This global shortage is due to an unexpected increase in demand as well as manufacturing constraints. Pfizer advises that normal supplies of the higher strength will return by end-June 2024, while normal supplies of the lower strength are expected to return by mid-November 2024.

The Therapeutic Goods Administration (TGA) has authorised the supply of an internationally registered alternative of the 1.2 million IU strength under Section 19A of the Therapeutic Goods Act 1989. This product differs from the Australian version in presentation, storage, final volume, and excipients. Some of the key differences are shown in the table below.

	Bicillin® L-A	S19A alternative
Expression of active ingredient	Benzathine benzylpenicillin tetrahydrate	Benzylpenicillin benzathine
Appearance	White fluid suspension Pre-filled syringe	Vial of powder + ampoule of solvent for suspension
Volume required for 1.2 million IU dose	2.3 mL	3.5 mL diluent + powder = 4.5 mL (approx.)
Preparation	Pre-filled single use syringe	Reconstitute immediately before use
Consumer information	Australian CMI	UK leaflet
Product information	Australian PI	UK Summary of Product Characteristics
Storage conditions	2-8°C (storage at 30°C allowed for single period of 2 months)	Below 25°C

During this supply interruption, Pfizer will be closely controlling the supply of very limited quantities of Bicillin^® L-A. Bicillin^® L-A pre-filled syringes should be conserved for use in neonatal and paediatric patients and in healthcare settings where the S19A product is not appropriate. Advice should be sought from an infectious disease expert, local guidelines, and/or the Australian Therapeutic Guidelines.

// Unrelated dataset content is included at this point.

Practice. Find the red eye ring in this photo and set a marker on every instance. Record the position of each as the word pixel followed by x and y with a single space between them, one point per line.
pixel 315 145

For further information, including important safety considerations, please refer to the fact sheet produced by the Australian Commission on Safety and Quality in Health Care.

Retain this notice in a prominent position, including in other related business units until supplies return to normal. Report any problems identified with medicines, vaccines or medical devices to the TGA.

Should you require further information regarding this matter, please contact Pfizer on 1800 675 229, or your pharmacist at HPS Pharmacies.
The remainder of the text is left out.